Is that misguided commenter an example of what happens when people are so inundated with AI-generated content that they can’t distinguish the real from the imitation?
If so, how will socially isolated or inexperienced viewers learn to recognize normal human expressions, behaviors and social cues? Will the prevalence of exaggerated online communication styles warp their expectations and comprehension?
How can ‘real’ content creators (like me) respond to preserve the trust, credibility and unique identities they’ve established with audiences when faced with increasingly powerful and ubiquitous AI tools?
And how many creators will embrace AI as the path of least resistance (or the path that maximizes their exposure and earnings)?
Companies now exist (e.g., Delphi, Hour One, and RealClones) that use AI to create virtual clones of people, and they’re marketing their services to content creators who want to automate their video/podcast production and audience engagement using digital avatars and chatbots that provide the appearance (but not the reality) of being them. Hour One has predicted (perhaps self-interestedly) that 90% of content will be synthetically generated within the next five to seven years. The implications of that for the loss of societal trust and cohesion (and for the heightened ease of societal manipulation) are staggering and terrifying.

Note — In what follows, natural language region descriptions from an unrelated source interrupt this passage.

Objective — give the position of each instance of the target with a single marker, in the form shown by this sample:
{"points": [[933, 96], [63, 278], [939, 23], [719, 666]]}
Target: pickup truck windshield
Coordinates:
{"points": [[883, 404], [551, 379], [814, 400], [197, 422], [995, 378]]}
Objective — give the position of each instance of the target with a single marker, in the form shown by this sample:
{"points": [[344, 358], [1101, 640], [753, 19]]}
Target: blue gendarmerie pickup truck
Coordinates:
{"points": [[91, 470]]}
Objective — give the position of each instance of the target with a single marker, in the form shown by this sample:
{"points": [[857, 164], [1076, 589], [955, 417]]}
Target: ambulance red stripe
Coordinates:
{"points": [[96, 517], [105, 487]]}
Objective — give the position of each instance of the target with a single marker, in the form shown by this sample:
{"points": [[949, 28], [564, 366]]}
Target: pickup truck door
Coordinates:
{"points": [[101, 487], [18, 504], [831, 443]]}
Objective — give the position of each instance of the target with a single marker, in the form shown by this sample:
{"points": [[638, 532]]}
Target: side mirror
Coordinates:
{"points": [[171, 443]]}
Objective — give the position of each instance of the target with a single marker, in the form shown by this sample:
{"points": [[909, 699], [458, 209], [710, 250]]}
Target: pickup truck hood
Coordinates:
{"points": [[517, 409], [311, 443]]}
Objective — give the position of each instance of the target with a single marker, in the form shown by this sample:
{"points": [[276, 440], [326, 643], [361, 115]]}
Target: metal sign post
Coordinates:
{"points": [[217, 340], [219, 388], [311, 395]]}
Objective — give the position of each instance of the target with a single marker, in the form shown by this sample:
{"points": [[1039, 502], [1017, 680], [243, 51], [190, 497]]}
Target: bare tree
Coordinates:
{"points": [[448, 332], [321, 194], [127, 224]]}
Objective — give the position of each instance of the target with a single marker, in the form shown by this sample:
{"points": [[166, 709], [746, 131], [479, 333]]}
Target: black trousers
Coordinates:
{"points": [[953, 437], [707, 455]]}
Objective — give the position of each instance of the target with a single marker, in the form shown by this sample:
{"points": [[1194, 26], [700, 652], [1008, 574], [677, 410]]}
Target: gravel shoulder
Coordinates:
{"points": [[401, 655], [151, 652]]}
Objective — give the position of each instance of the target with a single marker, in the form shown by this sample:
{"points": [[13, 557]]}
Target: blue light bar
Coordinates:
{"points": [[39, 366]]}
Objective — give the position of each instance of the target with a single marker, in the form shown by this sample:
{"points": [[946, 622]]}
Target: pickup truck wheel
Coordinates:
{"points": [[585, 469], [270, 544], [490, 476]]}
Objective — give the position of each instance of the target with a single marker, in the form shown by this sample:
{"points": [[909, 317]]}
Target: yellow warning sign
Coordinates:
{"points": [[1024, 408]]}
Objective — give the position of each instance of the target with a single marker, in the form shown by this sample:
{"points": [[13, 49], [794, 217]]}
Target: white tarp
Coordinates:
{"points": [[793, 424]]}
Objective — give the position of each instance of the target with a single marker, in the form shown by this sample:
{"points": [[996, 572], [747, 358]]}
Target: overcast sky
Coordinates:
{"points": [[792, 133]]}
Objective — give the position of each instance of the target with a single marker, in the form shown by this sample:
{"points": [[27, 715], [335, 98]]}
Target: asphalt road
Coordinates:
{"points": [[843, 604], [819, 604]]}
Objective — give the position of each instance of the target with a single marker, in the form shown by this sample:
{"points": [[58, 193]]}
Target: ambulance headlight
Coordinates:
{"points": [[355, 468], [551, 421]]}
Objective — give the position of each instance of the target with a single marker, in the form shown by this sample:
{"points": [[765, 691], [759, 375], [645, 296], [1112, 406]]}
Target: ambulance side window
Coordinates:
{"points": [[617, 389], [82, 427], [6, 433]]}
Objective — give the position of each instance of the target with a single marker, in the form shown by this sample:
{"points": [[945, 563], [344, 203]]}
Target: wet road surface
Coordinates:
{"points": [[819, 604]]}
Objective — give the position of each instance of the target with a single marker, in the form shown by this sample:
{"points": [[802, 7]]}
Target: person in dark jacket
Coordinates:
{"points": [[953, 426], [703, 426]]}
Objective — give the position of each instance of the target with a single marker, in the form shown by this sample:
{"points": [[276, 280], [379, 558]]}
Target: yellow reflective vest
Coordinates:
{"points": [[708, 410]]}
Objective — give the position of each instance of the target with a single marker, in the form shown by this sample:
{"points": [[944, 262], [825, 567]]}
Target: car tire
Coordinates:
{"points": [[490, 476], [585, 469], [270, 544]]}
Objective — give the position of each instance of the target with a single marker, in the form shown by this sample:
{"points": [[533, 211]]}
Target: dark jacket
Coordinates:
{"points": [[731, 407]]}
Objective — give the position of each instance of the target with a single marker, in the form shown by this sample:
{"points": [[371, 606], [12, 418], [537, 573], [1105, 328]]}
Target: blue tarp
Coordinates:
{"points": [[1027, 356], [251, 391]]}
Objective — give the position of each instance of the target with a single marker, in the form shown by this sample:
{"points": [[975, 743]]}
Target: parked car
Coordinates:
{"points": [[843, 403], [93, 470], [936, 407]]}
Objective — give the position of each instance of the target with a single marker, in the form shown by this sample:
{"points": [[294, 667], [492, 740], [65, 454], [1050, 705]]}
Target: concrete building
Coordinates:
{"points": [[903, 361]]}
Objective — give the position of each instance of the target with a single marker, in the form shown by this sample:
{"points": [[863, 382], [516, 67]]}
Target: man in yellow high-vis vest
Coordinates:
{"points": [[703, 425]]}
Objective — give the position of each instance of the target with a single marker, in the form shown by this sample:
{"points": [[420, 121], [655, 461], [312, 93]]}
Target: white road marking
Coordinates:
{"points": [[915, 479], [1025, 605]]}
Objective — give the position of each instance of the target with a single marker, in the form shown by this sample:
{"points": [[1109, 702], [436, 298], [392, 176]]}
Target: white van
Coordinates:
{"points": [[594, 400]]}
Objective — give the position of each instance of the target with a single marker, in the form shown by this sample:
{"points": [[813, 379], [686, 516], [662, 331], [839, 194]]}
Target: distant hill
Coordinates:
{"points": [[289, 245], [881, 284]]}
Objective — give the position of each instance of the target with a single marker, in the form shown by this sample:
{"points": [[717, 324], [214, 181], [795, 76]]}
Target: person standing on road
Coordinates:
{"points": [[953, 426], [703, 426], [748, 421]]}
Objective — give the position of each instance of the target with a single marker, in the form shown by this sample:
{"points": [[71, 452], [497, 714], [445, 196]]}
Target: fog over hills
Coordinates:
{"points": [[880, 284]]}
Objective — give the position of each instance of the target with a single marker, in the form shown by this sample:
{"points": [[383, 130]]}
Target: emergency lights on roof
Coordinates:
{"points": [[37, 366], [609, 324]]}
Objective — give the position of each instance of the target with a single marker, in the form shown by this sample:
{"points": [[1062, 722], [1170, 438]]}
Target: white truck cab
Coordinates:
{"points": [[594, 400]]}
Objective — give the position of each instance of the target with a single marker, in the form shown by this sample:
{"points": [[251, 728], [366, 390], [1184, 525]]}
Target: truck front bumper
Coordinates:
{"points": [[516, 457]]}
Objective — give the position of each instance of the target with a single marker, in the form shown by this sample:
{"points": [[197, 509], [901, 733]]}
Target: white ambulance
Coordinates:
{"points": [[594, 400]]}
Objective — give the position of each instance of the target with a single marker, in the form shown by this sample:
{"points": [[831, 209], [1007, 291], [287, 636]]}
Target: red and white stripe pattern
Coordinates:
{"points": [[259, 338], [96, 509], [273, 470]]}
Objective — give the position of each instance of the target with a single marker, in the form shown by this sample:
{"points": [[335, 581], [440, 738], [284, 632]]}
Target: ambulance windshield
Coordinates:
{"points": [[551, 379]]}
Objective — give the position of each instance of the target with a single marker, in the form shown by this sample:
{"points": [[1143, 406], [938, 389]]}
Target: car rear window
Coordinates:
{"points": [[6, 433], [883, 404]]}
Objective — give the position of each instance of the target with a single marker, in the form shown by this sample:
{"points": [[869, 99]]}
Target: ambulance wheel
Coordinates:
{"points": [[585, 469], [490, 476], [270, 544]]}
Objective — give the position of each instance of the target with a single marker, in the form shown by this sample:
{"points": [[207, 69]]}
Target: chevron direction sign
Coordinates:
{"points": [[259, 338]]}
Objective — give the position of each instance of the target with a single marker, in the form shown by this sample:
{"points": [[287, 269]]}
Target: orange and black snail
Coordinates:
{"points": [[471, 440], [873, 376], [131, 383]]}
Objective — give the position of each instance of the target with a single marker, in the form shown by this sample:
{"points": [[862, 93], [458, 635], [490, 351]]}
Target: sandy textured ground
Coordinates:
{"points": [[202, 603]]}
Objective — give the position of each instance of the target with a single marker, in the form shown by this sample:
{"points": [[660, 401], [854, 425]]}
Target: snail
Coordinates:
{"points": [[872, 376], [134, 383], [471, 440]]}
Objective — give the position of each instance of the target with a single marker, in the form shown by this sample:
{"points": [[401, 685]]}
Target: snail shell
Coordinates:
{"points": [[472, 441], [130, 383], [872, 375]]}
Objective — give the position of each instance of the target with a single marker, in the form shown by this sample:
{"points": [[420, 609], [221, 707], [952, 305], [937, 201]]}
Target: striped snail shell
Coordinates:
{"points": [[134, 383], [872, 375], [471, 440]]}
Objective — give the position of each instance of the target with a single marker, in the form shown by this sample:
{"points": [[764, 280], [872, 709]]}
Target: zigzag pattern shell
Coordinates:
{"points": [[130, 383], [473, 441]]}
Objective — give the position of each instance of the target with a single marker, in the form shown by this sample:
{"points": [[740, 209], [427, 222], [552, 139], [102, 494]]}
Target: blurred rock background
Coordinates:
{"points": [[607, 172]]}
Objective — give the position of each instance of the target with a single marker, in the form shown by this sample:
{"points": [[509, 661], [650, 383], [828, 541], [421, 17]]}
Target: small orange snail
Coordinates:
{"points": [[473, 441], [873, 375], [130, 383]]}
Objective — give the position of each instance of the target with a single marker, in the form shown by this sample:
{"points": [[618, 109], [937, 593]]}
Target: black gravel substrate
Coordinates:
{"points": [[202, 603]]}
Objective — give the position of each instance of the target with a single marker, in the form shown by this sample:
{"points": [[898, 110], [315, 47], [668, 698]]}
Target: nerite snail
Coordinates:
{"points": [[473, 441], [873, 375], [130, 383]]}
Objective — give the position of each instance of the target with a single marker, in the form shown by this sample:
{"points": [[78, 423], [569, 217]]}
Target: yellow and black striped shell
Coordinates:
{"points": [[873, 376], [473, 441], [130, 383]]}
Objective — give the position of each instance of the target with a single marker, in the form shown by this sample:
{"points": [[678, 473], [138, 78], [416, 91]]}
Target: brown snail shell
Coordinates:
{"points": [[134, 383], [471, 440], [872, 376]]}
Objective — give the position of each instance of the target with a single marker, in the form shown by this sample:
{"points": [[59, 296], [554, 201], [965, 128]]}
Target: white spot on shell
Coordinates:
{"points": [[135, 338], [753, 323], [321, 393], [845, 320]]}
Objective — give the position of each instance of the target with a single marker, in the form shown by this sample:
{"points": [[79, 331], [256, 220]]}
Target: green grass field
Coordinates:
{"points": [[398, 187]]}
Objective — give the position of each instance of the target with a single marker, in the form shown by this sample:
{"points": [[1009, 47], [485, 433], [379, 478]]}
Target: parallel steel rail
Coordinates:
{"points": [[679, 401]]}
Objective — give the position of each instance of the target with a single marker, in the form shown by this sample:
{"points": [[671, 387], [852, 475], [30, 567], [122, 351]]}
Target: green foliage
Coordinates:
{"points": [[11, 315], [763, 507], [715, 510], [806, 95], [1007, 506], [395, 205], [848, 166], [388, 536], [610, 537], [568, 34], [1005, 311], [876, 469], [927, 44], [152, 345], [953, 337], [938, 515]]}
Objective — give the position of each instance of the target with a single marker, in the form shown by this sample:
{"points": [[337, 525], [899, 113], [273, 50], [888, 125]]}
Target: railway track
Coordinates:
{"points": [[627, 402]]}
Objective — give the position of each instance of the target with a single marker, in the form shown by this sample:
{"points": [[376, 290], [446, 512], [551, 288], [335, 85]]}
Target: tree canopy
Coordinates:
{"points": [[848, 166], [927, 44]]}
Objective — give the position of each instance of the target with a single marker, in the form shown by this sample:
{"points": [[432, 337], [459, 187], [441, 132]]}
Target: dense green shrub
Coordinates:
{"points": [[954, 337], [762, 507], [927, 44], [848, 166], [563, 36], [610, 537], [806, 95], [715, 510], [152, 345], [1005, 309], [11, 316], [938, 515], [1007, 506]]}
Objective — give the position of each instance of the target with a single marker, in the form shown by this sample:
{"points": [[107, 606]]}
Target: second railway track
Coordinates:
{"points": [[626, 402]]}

I don’t use those digital cloning services, nor will I ever.
It really bothers me that Google is using my videos (and those of every other YouTube channel, under the mandatory terms of its standard user agreement) to train its AI engines. I can imagine a scenario in the not-too-distant future in which Google uses its rapidly evolving AI capabilities to create artificial channels to compete with real ones, enabling it to steer more advertising revenue to itself rather than share it with human content creators.
I’m dreading the day I might actually encounter an AI-generated channel patterned after my real one. It seems almost inevitable at this point, but I hope I’m wrong.